The Federal Government has introduced a new National Industrial Policy (NIP) designed to reverse decades of industrial decline and transform Nigeria into a global production hub. Announced by the Minister of State for Industry, Trade and Investment, Senator John Owan Enoh, on February 16, 2026, the policy aims to raise the manufacturing sector’s contribution to the Gross Domestic Product (GDP) to 25% by 2030.
This ambitious goal comes as the sector currently contributes less than 10% to the national economy, a sharp drop from its 20% peak in the early 1990s.
A central part of this strategy is the massive recapitalization of the Bank of Industry (BOI) to 3 trillion naira, intended to provide long-term, low-interest loans for local producers. The policy also proposes that Nigeria spend between 3% and 5% of its annual GDP specifically on industrial development.
Minister Enoh emphasized that unlike previous plans, this version includes a strict implementation matrix with specific timelines and measurable outcomes to ensure it does not end up as another “paper policy.”
The framework is built on six pillars: competitive industrial production, value-chain deepening, import substitution, MSME-to-industry transition, trade competitiveness under AfCFTA, and strong institutional governance.
A key move under this policy is the enforcement of the “Nigeria First” mandate, which compels all government agencies to prioritize locally manufactured goods in their procurement.
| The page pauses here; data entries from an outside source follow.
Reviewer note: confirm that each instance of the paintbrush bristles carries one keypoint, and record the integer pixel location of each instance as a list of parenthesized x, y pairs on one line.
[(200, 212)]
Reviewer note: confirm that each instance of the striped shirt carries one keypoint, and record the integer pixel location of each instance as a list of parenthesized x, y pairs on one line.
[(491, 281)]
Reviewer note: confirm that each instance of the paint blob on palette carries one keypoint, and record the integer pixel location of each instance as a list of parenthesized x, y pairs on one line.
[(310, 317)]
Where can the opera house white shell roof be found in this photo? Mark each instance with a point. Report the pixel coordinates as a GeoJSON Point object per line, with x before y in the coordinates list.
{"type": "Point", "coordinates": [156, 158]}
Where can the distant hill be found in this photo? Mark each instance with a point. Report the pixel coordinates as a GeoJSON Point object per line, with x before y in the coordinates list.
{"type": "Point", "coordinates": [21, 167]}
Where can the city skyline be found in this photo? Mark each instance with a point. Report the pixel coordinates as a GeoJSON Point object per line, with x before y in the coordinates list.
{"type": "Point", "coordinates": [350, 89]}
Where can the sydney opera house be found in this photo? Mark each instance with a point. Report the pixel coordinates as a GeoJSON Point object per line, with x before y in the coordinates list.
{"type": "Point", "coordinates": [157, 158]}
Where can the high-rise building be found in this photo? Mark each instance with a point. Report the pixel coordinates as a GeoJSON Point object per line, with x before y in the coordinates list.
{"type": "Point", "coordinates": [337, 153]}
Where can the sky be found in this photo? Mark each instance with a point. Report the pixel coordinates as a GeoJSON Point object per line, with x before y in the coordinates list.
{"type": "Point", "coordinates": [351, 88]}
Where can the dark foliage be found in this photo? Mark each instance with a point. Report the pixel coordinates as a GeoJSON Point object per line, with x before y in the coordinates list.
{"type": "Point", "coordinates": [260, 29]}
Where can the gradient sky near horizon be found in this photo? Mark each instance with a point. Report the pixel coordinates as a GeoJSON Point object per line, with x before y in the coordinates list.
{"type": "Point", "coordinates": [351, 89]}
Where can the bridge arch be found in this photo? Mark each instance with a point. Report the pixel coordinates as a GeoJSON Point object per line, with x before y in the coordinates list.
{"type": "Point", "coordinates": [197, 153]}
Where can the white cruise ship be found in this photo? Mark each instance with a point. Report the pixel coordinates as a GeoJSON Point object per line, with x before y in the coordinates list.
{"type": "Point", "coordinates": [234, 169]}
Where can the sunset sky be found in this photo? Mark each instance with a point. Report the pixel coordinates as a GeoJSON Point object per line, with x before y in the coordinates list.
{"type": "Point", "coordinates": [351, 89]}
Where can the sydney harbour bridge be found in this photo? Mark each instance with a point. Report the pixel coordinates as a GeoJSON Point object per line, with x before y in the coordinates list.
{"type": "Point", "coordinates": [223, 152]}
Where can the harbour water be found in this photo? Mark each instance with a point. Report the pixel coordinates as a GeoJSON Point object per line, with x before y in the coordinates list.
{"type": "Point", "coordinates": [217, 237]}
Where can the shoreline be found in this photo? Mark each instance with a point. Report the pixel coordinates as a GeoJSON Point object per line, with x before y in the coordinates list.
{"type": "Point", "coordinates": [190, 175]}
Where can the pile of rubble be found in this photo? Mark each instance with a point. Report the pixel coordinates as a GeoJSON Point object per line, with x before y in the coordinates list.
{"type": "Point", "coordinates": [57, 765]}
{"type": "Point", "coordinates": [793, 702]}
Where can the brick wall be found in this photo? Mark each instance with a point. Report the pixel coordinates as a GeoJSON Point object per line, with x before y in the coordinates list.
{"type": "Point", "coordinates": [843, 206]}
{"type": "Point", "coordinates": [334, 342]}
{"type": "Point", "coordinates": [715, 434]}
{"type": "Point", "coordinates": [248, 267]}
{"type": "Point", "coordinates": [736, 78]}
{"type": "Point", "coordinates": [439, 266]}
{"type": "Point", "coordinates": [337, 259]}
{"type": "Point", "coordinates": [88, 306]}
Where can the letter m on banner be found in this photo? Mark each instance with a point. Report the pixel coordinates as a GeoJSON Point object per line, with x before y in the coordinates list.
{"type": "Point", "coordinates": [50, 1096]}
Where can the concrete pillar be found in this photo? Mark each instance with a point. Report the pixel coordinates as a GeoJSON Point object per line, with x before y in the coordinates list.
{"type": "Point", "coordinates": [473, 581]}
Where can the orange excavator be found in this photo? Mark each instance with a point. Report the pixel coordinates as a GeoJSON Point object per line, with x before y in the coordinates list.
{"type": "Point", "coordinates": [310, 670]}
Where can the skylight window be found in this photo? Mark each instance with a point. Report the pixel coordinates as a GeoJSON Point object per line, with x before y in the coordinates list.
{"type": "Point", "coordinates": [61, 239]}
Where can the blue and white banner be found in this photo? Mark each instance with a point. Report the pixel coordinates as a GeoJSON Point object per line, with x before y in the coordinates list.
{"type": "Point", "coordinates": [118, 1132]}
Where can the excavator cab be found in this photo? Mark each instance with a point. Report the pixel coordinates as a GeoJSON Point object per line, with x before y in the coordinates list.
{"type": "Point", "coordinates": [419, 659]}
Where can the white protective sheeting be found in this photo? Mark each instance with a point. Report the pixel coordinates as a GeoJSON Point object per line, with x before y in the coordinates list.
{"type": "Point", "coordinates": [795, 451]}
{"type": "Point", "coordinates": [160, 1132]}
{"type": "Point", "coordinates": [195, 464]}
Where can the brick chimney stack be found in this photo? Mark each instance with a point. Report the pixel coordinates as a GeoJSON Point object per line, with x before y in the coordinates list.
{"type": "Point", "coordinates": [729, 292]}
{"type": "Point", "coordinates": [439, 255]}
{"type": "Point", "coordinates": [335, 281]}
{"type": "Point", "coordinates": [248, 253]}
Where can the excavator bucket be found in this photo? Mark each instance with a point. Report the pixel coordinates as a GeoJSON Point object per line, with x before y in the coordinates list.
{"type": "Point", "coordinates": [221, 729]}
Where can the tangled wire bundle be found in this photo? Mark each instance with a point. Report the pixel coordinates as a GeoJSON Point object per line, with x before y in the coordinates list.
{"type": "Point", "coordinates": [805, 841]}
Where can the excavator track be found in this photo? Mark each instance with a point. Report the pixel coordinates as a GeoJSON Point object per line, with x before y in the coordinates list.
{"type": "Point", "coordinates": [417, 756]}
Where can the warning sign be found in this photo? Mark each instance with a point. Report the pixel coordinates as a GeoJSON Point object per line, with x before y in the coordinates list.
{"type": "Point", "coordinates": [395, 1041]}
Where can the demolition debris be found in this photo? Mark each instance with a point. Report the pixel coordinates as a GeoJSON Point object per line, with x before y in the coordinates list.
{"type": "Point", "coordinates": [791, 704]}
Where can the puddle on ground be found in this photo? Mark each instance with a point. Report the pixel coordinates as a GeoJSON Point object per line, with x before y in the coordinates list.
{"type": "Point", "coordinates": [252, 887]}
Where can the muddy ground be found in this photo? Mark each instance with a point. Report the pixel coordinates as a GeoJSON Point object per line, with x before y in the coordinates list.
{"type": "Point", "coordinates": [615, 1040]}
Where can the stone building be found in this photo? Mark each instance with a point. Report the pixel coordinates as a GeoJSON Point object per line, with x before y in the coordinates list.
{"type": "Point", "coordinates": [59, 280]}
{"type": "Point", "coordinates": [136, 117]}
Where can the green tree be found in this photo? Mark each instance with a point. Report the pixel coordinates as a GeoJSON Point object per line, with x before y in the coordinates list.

By focusing on reviving dormant factories in sectors like textiles, automotive, and agro-processing, the government hopes to reduce the country’s heavy dependence on imported raw materials and finished goods.
To lower the high cost of doing business, the government plans to establish industrial clusters with shared infrastructure and dedicated energy facilities. This is designed to help small and medium enterprises (SMEs) bypass the expenses of private power generation and logistics.
As the formal launch by President Bola Tinubu approaches, the focus is now on the newly formed “industrial revolution working group” to coordinate these efforts and ensure that the policy translates into real jobs and a more resilient economy.